Cette facette joyeuse et passionnée n'était qu'une des parties de sa personnalité. La réalité un peu différente, le voile de brume s'évaporait dans mes yeux d'enfant grandissante. Dans les coulisses de la vie, les dictionnaires volaient pour s'écraser non loin d'un masque ethnique quand il y avait trop de chamailleries. Son regard noir habillé par la colère me faisait taire à la vitesse de l'éclair et ainsi j'appris à retenir mes sanglots. Les silences devenaient une douce mélodie pour ses oreilles vite agacées. Ses traits qui n'avaient jamais étaient lisses se fermaient, quand la noirceur de son regard débordée tout autour de ses yeux. Cette part sombre, propre à tout à chacun semblait prendre un peu plus de place au fil des dernières années. Avec le temps plus rien ne semblait le passionner, les étincelles se faisaient rares et son goût pour toutes les formes d'art s'amenuisait.
Quand le décor de son théâtre eut changé, la fatigue et le désenchantement du monde qu'il avait tant aimé finirent par prendre le dessus. Enfermé il s'éteignait, jusqu'à ce jour, qui fut le dernier, où j'aperçus la flamme scintiller au fond de ses iris.

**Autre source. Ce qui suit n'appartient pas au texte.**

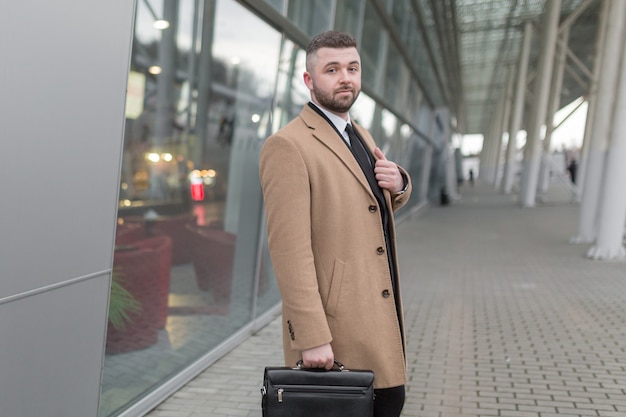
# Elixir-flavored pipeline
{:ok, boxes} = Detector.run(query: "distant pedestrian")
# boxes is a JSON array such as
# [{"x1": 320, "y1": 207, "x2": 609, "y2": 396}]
[{"x1": 567, "y1": 159, "x2": 578, "y2": 184}]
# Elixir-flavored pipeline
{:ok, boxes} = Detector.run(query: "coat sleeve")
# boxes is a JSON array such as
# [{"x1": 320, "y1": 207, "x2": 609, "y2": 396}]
[{"x1": 259, "y1": 135, "x2": 332, "y2": 351}]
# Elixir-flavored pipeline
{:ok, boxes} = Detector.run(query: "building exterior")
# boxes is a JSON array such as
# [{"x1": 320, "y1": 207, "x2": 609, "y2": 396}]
[
  {"x1": 0, "y1": 0, "x2": 626, "y2": 417},
  {"x1": 0, "y1": 0, "x2": 449, "y2": 417}
]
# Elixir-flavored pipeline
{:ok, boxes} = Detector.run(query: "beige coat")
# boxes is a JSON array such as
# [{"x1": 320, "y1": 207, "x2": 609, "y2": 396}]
[{"x1": 260, "y1": 105, "x2": 411, "y2": 388}]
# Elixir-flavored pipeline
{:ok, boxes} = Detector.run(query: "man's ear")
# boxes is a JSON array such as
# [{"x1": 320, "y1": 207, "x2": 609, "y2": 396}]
[{"x1": 302, "y1": 71, "x2": 313, "y2": 91}]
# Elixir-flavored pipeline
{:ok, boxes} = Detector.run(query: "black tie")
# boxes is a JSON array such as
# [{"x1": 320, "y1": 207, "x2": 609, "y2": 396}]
[
  {"x1": 346, "y1": 123, "x2": 385, "y2": 207},
  {"x1": 346, "y1": 123, "x2": 372, "y2": 168}
]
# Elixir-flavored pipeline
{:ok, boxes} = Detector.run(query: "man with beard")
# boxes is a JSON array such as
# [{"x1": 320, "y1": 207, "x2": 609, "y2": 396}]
[{"x1": 260, "y1": 31, "x2": 411, "y2": 417}]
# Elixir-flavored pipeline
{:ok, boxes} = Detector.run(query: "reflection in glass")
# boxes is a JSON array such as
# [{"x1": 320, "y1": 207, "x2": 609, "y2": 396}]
[
  {"x1": 334, "y1": 0, "x2": 365, "y2": 35},
  {"x1": 100, "y1": 0, "x2": 281, "y2": 416},
  {"x1": 287, "y1": 0, "x2": 335, "y2": 36}
]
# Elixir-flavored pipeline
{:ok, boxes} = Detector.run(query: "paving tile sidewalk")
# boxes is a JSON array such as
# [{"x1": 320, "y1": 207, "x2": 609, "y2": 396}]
[{"x1": 148, "y1": 184, "x2": 626, "y2": 417}]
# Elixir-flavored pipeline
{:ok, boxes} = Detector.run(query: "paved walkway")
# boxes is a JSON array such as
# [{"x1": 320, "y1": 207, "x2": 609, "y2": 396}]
[{"x1": 148, "y1": 184, "x2": 626, "y2": 417}]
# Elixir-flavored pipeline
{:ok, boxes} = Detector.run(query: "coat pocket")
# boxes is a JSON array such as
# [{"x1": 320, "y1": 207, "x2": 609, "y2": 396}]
[{"x1": 326, "y1": 259, "x2": 345, "y2": 316}]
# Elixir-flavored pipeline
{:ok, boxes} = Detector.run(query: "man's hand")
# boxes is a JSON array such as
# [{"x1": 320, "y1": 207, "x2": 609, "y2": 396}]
[
  {"x1": 302, "y1": 343, "x2": 335, "y2": 370},
  {"x1": 374, "y1": 147, "x2": 404, "y2": 193}
]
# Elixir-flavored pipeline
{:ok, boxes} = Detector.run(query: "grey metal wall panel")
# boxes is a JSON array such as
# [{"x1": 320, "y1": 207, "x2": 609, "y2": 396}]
[
  {"x1": 0, "y1": 0, "x2": 134, "y2": 301},
  {"x1": 0, "y1": 274, "x2": 109, "y2": 417}
]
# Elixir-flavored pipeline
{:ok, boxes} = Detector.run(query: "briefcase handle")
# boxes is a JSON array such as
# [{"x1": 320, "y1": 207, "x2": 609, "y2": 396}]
[{"x1": 296, "y1": 359, "x2": 347, "y2": 372}]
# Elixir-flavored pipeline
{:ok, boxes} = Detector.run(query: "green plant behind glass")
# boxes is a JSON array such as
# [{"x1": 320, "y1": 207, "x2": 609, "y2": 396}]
[{"x1": 109, "y1": 269, "x2": 141, "y2": 330}]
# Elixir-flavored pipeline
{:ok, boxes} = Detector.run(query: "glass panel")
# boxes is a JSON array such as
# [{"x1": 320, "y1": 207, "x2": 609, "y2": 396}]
[
  {"x1": 273, "y1": 39, "x2": 311, "y2": 132},
  {"x1": 100, "y1": 0, "x2": 281, "y2": 416},
  {"x1": 335, "y1": 0, "x2": 363, "y2": 35},
  {"x1": 361, "y1": 2, "x2": 387, "y2": 93},
  {"x1": 385, "y1": 42, "x2": 407, "y2": 109},
  {"x1": 287, "y1": 0, "x2": 333, "y2": 36}
]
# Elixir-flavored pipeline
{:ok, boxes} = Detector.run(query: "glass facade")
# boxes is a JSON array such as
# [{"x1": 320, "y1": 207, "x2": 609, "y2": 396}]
[{"x1": 100, "y1": 0, "x2": 444, "y2": 417}]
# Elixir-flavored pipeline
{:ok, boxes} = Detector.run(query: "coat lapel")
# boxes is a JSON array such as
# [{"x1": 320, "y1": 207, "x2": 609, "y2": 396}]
[{"x1": 300, "y1": 105, "x2": 374, "y2": 197}]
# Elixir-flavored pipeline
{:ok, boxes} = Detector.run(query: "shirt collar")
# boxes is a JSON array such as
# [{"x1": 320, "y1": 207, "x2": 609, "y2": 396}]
[{"x1": 311, "y1": 101, "x2": 351, "y2": 132}]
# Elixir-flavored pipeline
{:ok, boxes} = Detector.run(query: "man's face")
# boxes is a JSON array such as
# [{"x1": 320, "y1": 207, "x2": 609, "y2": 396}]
[{"x1": 304, "y1": 48, "x2": 361, "y2": 117}]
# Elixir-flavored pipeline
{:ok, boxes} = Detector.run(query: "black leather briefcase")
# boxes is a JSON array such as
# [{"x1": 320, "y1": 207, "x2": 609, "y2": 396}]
[{"x1": 261, "y1": 361, "x2": 374, "y2": 417}]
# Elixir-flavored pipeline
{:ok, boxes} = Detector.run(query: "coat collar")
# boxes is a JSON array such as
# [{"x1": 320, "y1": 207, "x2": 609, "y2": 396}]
[{"x1": 300, "y1": 104, "x2": 374, "y2": 197}]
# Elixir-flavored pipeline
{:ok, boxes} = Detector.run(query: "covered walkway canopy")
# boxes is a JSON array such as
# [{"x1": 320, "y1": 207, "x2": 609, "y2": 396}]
[{"x1": 422, "y1": 0, "x2": 626, "y2": 259}]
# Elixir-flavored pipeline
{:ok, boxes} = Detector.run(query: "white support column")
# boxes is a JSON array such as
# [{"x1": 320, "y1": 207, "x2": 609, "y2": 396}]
[
  {"x1": 478, "y1": 106, "x2": 499, "y2": 183},
  {"x1": 576, "y1": 1, "x2": 609, "y2": 203},
  {"x1": 520, "y1": 0, "x2": 561, "y2": 207},
  {"x1": 571, "y1": 1, "x2": 626, "y2": 243},
  {"x1": 539, "y1": 26, "x2": 569, "y2": 194},
  {"x1": 493, "y1": 65, "x2": 515, "y2": 188},
  {"x1": 502, "y1": 22, "x2": 532, "y2": 194},
  {"x1": 587, "y1": 8, "x2": 626, "y2": 260},
  {"x1": 481, "y1": 94, "x2": 505, "y2": 184}
]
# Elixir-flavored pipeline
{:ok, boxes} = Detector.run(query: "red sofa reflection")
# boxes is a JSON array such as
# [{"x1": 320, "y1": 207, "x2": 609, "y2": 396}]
[
  {"x1": 106, "y1": 236, "x2": 172, "y2": 353},
  {"x1": 187, "y1": 222, "x2": 236, "y2": 305}
]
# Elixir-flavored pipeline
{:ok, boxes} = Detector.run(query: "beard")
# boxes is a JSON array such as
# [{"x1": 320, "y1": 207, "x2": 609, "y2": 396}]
[{"x1": 313, "y1": 83, "x2": 360, "y2": 113}]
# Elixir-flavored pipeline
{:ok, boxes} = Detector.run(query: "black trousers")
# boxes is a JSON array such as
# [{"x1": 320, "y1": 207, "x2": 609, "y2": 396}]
[{"x1": 374, "y1": 385, "x2": 405, "y2": 417}]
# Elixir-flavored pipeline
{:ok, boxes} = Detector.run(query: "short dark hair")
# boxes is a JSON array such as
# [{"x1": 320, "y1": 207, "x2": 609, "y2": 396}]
[
  {"x1": 306, "y1": 30, "x2": 356, "y2": 57},
  {"x1": 306, "y1": 30, "x2": 357, "y2": 71}
]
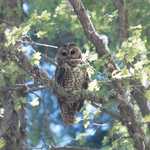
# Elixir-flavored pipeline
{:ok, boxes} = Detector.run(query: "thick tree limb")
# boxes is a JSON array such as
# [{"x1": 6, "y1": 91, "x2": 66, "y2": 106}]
[
  {"x1": 113, "y1": 0, "x2": 129, "y2": 44},
  {"x1": 69, "y1": 0, "x2": 149, "y2": 150},
  {"x1": 69, "y1": 0, "x2": 108, "y2": 56},
  {"x1": 51, "y1": 146, "x2": 98, "y2": 150}
]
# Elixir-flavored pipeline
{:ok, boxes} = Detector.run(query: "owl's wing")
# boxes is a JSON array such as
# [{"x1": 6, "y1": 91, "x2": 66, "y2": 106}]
[{"x1": 55, "y1": 67, "x2": 65, "y2": 85}]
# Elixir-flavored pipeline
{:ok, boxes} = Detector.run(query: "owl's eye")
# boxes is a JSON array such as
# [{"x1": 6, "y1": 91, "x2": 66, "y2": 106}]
[
  {"x1": 61, "y1": 52, "x2": 67, "y2": 56},
  {"x1": 71, "y1": 50, "x2": 75, "y2": 55}
]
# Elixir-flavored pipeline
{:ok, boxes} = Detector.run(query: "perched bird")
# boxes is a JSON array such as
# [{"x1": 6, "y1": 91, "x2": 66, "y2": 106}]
[{"x1": 55, "y1": 43, "x2": 89, "y2": 124}]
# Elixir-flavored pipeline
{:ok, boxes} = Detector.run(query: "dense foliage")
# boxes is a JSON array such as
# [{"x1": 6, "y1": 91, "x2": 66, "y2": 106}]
[{"x1": 0, "y1": 0, "x2": 150, "y2": 150}]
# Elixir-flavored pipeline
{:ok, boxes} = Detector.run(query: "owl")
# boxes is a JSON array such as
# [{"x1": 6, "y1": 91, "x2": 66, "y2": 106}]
[{"x1": 55, "y1": 43, "x2": 89, "y2": 124}]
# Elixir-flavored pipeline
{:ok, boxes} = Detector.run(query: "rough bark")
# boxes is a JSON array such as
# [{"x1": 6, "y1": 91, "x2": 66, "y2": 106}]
[
  {"x1": 0, "y1": 0, "x2": 25, "y2": 150},
  {"x1": 69, "y1": 0, "x2": 149, "y2": 150}
]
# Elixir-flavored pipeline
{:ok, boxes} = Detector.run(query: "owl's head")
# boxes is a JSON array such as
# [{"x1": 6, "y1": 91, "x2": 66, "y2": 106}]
[{"x1": 56, "y1": 43, "x2": 82, "y2": 67}]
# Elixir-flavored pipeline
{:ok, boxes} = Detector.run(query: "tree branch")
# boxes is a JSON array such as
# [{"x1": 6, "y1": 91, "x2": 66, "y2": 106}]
[
  {"x1": 113, "y1": 0, "x2": 129, "y2": 44},
  {"x1": 69, "y1": 0, "x2": 149, "y2": 150}
]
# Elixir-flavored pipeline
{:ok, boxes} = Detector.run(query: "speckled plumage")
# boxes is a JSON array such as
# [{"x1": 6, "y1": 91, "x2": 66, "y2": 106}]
[{"x1": 55, "y1": 43, "x2": 89, "y2": 124}]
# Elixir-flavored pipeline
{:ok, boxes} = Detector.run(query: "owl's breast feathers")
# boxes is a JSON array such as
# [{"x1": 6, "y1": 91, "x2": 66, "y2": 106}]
[{"x1": 55, "y1": 65, "x2": 89, "y2": 124}]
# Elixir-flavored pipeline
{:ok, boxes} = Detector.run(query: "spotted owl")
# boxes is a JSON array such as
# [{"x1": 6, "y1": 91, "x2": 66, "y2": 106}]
[{"x1": 55, "y1": 43, "x2": 89, "y2": 124}]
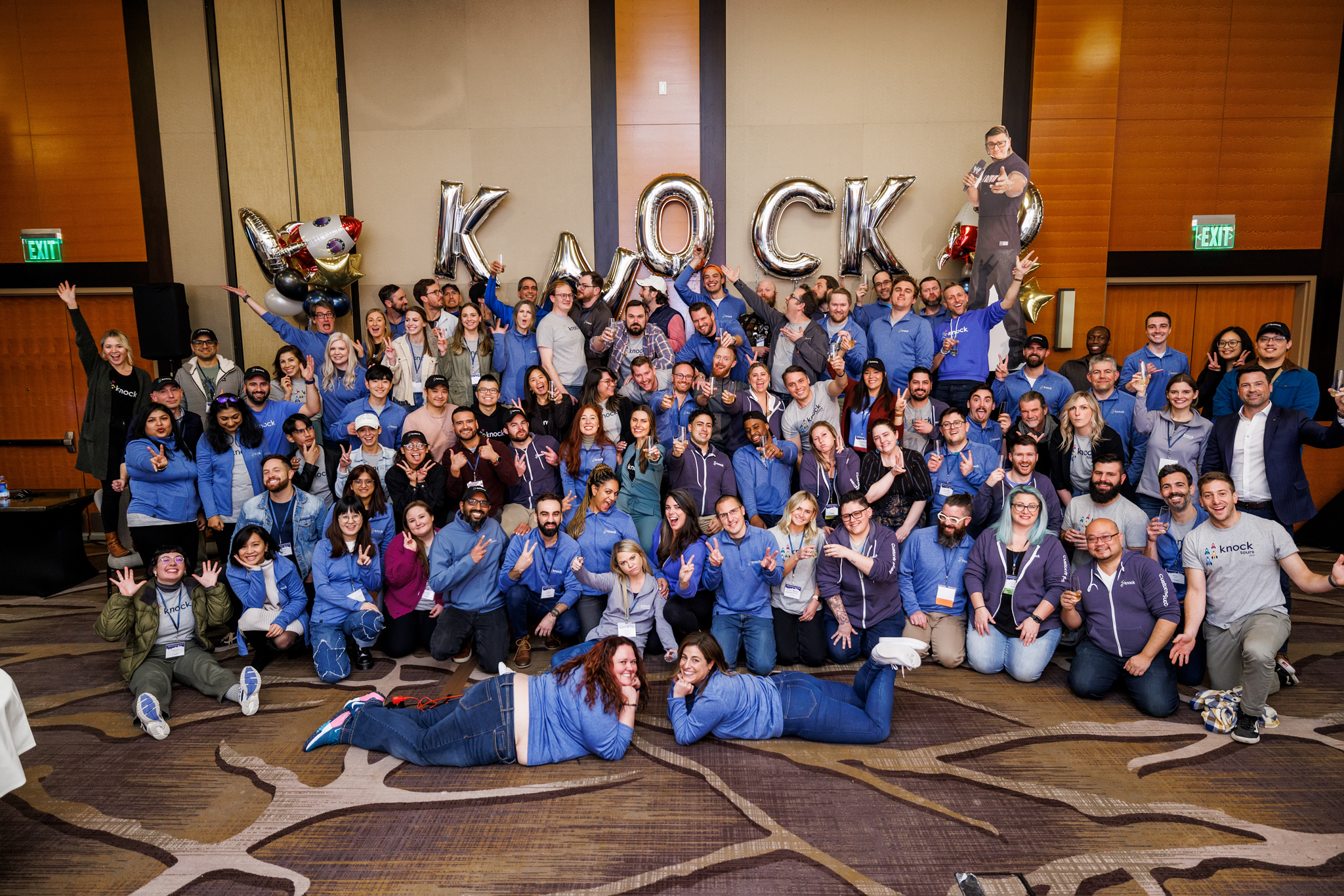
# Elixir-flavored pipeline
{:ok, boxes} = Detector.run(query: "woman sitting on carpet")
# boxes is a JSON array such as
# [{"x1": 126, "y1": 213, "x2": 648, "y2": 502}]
[
  {"x1": 304, "y1": 637, "x2": 648, "y2": 765},
  {"x1": 668, "y1": 632, "x2": 896, "y2": 744}
]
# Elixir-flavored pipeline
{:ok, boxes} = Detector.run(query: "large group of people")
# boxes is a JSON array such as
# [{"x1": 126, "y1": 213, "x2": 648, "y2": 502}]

Brutal et majestueux, un torrent de souvenirs oubliés envahissait mon esprit encore juvénile. Je retrouvais l'homme persuadé que tout pouvait se réparer avec un simple un morceau d'adhésif. Celui qui plantait trois cures dents dans un noyau d'avocat pour faire naitre une magnifique plante, quand encore aujourd'hui après plusieurs tentatives, je regarde le noyau, le cul baignant dans l'eau, attendant que les racines daignent se former. Celui qui savait cuire à la perfection les coquillettes et rien d'autre. Le grand taiseux qui trouvait les mots justes pour adoucir une confiance altérée. Mais surtout, l'homme à l'argentique, passionné et passionnant, qui m'avait appris à contempler le monde, à m'émerveiller de ses multiples beautés avec mes yeux d'enfants aujourd'hui devenus plus grands.